A decisão é do ministro Flávio Dino, que explicou que o recurso do MPBA não pôde ser analisado pelo STF porque a discussão envolve aplicação de regras do Código de Processo Penal, e não uma violação direta à Constituição Federal. Segundo o relator, seria necessário reavaliar provas e fatos do processo, o que não é permitido em recurso extraordinário.
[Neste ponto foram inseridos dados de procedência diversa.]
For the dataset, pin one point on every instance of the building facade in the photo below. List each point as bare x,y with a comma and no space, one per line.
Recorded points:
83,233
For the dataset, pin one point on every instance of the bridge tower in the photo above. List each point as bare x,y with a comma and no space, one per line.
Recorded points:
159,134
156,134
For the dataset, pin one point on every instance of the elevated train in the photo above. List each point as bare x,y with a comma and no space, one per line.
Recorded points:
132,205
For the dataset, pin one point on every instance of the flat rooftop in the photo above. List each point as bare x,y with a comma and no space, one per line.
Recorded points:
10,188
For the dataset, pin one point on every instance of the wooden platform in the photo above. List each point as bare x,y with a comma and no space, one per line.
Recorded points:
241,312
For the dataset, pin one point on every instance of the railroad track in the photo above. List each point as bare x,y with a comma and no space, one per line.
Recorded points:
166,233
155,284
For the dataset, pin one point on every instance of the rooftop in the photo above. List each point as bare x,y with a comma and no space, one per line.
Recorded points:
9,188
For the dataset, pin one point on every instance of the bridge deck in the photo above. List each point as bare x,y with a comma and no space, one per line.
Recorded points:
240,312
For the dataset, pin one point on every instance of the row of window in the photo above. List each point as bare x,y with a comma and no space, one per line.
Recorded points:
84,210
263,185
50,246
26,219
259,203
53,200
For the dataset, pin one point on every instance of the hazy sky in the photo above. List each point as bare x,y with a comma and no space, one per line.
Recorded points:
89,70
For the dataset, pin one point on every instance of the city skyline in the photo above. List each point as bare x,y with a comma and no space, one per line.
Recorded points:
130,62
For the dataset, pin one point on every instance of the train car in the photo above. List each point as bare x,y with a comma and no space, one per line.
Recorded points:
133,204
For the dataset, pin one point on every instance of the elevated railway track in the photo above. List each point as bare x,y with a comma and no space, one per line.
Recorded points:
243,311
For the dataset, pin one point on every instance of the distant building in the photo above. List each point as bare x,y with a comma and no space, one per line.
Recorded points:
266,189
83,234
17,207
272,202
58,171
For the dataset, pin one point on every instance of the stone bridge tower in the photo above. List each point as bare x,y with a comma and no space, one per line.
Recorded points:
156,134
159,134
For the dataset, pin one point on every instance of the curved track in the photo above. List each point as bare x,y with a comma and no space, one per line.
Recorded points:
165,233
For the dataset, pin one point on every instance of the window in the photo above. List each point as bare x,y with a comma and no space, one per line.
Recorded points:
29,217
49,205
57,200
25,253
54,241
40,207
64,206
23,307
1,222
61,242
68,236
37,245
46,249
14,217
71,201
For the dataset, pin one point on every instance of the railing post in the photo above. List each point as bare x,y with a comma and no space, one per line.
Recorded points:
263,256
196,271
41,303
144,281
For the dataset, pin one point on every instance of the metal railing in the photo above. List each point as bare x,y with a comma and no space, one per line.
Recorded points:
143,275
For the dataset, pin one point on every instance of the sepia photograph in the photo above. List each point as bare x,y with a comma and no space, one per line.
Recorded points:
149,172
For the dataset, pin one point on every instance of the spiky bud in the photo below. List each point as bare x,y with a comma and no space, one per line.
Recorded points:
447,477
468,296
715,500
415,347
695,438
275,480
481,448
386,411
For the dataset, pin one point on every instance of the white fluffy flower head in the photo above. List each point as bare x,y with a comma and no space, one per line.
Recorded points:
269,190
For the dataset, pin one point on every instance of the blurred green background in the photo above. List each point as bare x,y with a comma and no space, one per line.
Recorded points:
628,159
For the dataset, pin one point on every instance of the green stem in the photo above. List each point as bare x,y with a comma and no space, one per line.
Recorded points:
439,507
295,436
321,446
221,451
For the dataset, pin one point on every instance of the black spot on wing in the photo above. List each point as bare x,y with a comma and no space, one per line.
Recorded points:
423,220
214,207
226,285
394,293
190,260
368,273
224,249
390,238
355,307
O capitão da PM-BA foi preso durante uma das maiores ações da Polícia Civil da Bahia, contra o crime organizado no estado, a Megaoperação Zimmer, deflagrada em 2024. A investigação apontava uma ligação entre Mauro e a organização criminosa Primeiro Comando da Capital (PCC), com atuação em tráfico de drogas, homicídios, lavagem de dinheiro, entre outras.
Ele foi capturado em um condomínio de alto padrão no bairro da Graça, em Salvador, e já havia sido preso anteriormente durante a Operação Fogo Amigo, que também investigava um esquema de repasse de armas e munições para organizações criminosas.